JayBizzle / Crawler-Detect

🕷 CrawlerDetect is a PHP class for detecting bots/crawlers/spiders via the user agent
https://crawlerdetect.io
MIT License
2k stars 259 forks source link

Performance and general clean up #312

Closed MaxGiting closed 5 years ago

MaxGiting commented 5 years ago

I haven't done any comparisons yet. But removing regexes and shortening others can only help right!

So far I have:

I've made sure that every regex removed had a related user agent in the tests.

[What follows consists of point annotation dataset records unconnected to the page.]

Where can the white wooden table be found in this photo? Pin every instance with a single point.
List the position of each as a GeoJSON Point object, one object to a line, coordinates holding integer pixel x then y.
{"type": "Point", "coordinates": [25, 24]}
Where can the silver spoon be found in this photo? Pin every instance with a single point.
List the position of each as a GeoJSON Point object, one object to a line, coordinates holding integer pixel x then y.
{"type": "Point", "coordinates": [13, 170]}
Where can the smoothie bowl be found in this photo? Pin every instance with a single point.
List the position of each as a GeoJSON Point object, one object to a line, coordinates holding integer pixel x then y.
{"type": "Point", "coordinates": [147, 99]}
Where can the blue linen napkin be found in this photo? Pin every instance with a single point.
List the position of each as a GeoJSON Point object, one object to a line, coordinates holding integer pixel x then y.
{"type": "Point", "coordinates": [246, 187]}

I am going to shorten a lot of the really long regexes as they just don't need to be so long.

What are peoples thoughts on adding the word extractor to the generic regex? This would eliminate the need for another 6 regexes which I feel are so specific to bots.

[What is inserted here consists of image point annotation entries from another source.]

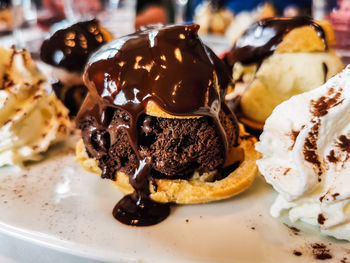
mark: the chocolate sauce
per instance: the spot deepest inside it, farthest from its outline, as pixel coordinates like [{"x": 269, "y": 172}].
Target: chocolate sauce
[
  {"x": 262, "y": 38},
  {"x": 169, "y": 66},
  {"x": 325, "y": 71},
  {"x": 71, "y": 47}
]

JayBizzle commented 5 years ago

LGTM 👍

MaxGiting commented 5 years ago
MaxGiting commented 5 years ago

If there is whitespace in a regex, is there a rule that it must be "escaped" with a backslash? I vaguely remember this is due to people using the raw export not because of PHP.

For example this line and the next differ.

https://github.com/JayBizzle/Crawler-Detect/blob/0935d1eb9932f1109c740ae0aa1d9c0c6dc0c8a5/src/Fixtures/Crawlers.php#L557 https://github.com/JayBizzle/Crawler-Detect/blob/0935d1eb9932f1109c740ae0aa1d9c0c6dc0c8a5/src/Fixtures/Crawlers.php#L558

MaxGiting commented 5 years ago

44 regexs removed. A lot of tidying up as well. All listed below.

MaxGiting commented 5 years ago

Seen roughly a 4 - 6% increase in speed. It will easily be eaten up as we add more user agents, but a good clean out none the less.